A previously undisclosed $500 million investment from a senior Abu Dhabi official has reportedly granted a UAE-linked vehicle a 49% ownership stake in the Trump family’s crypto venture, World Liberty Financial (WLF).
The agreement was signed on January 16, 2025, just four days before Donald Trump began his second term. The stake was acquired through Aryam Investment 1, an investment vehicle backed by Sheikh Tahnoon bin Zayed Al Nahyan, the UAE’s National Security Adviser and brother of the country’s president.
Sheikh Tahnoon, often referred to as the “Spy Sheikh” due to his control over intelligence and security portfolios, is also the chairman of Abu Dhabi–based technology firm G42.
According to the report, the investment granted the UAE-linked entity near-equal ownership in WLF, a crypto firm tied to the Trump family’s broader digital asset strategy.
Of the initial $250 million payment made under the agreement, approximately $187 million was directed to Trump-linked entities, specifically DT Marks DEFI LLC and DT Marks SC LLC. The remaining funds were allocated within the firm for operational and strategic purposes.
As part of the transaction, two executives from G42 joined WLF’s five-member board, giving Abu Dhabi-aligned interests direct representation in the company’s governance.
The deal has drawn scrutiny due to its timing and the subsequent U.S. policy decisions that favored the UAE.
Within months of the investment, the Trump administration approved the sale of approximately 500,000 advanced AI chips per year to the UAE. These exports had been restricted under the previous administration over national security concerns tied to artificial intelligence and dual-use technologies.
Critics argue that the close sequencing of the equity deal and the reversal of AI export restrictions warrants further examination, given Sheikh Tahnoon’s role at the intersection of technology, intelligence, and state power in the UAE.

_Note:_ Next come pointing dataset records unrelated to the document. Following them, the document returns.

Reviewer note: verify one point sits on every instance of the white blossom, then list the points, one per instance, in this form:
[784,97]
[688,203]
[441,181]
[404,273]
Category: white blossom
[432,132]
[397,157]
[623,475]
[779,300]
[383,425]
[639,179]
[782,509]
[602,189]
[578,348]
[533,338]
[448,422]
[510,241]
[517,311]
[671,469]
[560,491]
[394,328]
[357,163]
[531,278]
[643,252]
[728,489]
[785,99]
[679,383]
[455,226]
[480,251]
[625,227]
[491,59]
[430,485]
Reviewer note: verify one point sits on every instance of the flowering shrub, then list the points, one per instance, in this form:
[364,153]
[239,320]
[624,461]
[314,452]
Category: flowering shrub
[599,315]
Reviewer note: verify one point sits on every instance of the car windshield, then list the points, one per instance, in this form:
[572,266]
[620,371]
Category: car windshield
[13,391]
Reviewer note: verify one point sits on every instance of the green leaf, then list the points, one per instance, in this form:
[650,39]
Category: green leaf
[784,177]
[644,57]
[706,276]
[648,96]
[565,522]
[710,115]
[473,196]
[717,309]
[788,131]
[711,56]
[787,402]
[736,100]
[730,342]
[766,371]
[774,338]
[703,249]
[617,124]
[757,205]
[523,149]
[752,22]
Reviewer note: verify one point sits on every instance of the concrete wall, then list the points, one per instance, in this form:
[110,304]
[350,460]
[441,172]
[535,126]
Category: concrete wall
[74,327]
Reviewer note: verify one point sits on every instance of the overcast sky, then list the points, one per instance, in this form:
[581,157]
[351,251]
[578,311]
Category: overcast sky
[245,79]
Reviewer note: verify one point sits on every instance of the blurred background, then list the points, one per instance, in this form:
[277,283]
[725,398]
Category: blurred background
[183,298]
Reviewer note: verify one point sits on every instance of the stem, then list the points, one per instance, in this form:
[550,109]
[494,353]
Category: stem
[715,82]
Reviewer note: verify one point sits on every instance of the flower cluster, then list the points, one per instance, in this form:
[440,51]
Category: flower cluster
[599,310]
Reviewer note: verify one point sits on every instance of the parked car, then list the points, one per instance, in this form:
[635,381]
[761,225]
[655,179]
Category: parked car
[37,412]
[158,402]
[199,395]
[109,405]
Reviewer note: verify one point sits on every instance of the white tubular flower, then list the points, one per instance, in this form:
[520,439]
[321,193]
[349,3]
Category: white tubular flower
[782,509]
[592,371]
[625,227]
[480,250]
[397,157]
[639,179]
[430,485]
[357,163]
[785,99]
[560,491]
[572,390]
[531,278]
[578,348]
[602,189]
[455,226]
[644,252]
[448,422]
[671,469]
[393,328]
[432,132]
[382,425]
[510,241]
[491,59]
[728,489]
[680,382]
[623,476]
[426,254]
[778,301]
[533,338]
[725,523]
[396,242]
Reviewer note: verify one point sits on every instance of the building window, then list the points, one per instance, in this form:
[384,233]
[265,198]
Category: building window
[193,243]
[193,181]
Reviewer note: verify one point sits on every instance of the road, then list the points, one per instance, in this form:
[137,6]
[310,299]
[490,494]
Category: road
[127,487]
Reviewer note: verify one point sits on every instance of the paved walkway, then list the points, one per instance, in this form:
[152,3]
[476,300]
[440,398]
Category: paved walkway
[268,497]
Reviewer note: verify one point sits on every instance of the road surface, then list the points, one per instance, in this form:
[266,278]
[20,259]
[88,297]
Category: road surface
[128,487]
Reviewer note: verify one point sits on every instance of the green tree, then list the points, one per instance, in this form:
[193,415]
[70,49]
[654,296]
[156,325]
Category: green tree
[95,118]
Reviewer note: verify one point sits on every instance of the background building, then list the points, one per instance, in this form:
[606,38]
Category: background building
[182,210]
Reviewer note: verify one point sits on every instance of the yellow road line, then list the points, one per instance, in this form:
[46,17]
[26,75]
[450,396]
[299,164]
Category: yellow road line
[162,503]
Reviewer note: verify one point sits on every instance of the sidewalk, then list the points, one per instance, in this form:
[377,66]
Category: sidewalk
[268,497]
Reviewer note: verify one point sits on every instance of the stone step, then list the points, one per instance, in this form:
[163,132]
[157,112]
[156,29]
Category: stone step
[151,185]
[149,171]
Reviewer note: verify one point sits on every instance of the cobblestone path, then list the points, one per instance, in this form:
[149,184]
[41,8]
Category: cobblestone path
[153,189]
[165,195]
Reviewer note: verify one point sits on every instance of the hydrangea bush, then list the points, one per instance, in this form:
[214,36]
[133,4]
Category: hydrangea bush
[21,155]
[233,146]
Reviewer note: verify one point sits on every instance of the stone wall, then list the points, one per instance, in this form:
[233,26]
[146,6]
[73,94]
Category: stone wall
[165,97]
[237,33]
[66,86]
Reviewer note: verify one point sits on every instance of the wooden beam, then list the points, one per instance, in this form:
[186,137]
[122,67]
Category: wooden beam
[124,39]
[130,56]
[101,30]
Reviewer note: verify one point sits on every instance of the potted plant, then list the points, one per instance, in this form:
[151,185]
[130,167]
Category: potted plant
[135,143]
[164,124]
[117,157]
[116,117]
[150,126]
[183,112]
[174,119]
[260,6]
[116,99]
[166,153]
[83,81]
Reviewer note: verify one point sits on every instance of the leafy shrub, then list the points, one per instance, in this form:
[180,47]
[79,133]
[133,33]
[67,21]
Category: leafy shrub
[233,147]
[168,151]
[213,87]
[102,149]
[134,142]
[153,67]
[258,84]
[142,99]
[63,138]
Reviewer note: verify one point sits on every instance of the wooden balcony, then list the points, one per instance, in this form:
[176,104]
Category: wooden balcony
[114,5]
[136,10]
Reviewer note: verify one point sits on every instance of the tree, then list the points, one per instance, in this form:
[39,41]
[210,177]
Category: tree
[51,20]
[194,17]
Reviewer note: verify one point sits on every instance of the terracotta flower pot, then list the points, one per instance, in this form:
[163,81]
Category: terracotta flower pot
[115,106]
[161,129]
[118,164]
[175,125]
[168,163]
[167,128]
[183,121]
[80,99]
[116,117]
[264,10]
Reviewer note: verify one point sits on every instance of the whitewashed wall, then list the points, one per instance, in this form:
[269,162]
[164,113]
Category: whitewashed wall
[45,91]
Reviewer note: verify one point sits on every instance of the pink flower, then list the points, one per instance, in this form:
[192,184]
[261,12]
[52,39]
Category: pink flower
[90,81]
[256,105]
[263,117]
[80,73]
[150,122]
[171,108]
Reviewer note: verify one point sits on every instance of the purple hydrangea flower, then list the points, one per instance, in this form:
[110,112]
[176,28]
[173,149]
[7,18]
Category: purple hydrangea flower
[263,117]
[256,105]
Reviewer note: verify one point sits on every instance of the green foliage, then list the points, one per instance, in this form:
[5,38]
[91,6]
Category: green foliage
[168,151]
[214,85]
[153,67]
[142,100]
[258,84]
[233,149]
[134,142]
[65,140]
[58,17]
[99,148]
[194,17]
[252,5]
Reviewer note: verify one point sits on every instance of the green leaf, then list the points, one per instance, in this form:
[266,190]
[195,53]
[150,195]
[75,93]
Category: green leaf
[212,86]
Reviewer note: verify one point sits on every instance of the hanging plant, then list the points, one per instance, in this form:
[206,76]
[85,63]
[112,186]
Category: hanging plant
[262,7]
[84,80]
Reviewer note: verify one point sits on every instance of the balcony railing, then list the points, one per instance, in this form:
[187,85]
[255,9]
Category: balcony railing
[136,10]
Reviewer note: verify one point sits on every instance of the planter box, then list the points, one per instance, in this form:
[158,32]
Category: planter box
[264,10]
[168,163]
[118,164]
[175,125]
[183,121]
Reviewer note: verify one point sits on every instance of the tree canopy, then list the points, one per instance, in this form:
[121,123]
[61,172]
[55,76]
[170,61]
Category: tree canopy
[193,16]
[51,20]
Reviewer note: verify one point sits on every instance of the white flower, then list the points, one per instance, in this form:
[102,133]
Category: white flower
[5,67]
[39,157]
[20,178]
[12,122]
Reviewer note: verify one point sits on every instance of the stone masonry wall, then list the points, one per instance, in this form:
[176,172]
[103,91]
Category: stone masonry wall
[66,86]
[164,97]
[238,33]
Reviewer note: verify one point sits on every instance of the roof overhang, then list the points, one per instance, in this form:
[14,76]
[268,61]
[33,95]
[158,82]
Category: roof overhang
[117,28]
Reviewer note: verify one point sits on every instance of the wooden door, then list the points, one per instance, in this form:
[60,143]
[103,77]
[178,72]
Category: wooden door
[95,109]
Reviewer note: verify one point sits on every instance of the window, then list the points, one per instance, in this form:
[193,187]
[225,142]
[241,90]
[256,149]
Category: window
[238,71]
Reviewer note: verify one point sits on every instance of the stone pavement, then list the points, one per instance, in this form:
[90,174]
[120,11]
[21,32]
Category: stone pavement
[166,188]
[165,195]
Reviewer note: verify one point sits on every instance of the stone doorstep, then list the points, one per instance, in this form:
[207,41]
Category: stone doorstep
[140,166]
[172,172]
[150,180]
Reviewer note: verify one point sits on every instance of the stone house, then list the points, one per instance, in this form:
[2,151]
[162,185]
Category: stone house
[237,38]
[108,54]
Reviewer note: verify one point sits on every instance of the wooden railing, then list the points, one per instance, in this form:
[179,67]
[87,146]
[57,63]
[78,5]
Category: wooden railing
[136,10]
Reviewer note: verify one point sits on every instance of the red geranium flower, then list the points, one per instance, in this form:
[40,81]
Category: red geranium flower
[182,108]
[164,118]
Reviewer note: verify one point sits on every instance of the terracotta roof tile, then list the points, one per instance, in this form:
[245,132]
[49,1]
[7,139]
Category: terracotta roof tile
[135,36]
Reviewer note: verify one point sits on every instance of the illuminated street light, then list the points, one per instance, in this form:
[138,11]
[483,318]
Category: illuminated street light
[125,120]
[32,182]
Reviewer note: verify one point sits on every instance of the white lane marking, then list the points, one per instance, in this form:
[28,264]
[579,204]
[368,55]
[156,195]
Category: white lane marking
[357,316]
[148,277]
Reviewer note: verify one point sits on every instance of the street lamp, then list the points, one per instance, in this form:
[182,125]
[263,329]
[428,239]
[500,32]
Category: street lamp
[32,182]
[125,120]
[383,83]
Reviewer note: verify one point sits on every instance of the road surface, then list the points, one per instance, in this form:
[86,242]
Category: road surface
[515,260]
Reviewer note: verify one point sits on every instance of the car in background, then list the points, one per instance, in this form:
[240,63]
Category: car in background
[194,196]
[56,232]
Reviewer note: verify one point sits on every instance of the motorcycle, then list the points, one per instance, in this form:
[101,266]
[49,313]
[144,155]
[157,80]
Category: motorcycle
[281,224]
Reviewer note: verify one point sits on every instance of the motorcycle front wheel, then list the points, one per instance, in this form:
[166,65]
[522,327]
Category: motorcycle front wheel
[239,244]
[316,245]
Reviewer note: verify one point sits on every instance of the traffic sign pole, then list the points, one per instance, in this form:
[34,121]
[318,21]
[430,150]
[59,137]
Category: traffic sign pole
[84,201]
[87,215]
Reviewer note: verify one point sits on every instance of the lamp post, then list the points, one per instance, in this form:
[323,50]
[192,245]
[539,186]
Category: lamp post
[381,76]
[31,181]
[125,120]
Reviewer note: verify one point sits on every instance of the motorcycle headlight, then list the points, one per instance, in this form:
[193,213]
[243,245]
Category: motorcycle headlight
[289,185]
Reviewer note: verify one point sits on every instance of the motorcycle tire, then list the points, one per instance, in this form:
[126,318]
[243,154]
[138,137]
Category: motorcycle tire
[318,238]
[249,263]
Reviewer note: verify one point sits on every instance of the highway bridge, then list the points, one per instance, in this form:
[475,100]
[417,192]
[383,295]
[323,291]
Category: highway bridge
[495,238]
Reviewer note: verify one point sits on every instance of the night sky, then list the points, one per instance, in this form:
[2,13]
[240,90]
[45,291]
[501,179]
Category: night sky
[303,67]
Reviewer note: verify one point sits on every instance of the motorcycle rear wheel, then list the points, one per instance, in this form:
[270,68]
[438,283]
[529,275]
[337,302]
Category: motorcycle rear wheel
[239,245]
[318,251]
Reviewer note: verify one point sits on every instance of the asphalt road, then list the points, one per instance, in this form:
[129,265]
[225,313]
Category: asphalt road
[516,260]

The 49% stake appears to be part of a wider pattern of Emirati engagement with World Liberty Financial and its associated digital assets throughout 2025 and early 2026.
In May 2025, the UAE state-backed fund MGX reportedly used $2 billion worth of WLF’s USD1 stablecoin to facilitate an investment in Binance, marking one of the largest known real-world uses of the token.
A month later, in June 2025, the UAE-based Aqua1 Foundation invested $100 million into WLF’s governance token, WLFI, becoming the project’s largest single token holder at the time.
The Binance transaction has attracted additional attention due to its reported proximity to a successful petition for a presidential pardon for Changpeng “CZ” Zhao, Binance’s founder. That pardon was granted in October 2025, months after the $2 billion USD1-settled deal.
While no direct causal link has been officially established, the overlap between stablecoin usage, foreign investment, and executive clemency has intensified calls for greater transparency around the WLF ecosystem.
Both the White House and the Trump Organization have denied any conflict of interest. They maintain that the President has no involvement in WLF’s day-to-day operations and that all transactions complied with applicable ethical and legal guidelines.
Nonetheless, the scale of the investment, the proximity to policy shifts, and the strategic role of Sheikh Tahnoon place World Liberty Financial at the center of a rapidly evolving intersection between crypto, geopolitics, and U.S.–UAE relations.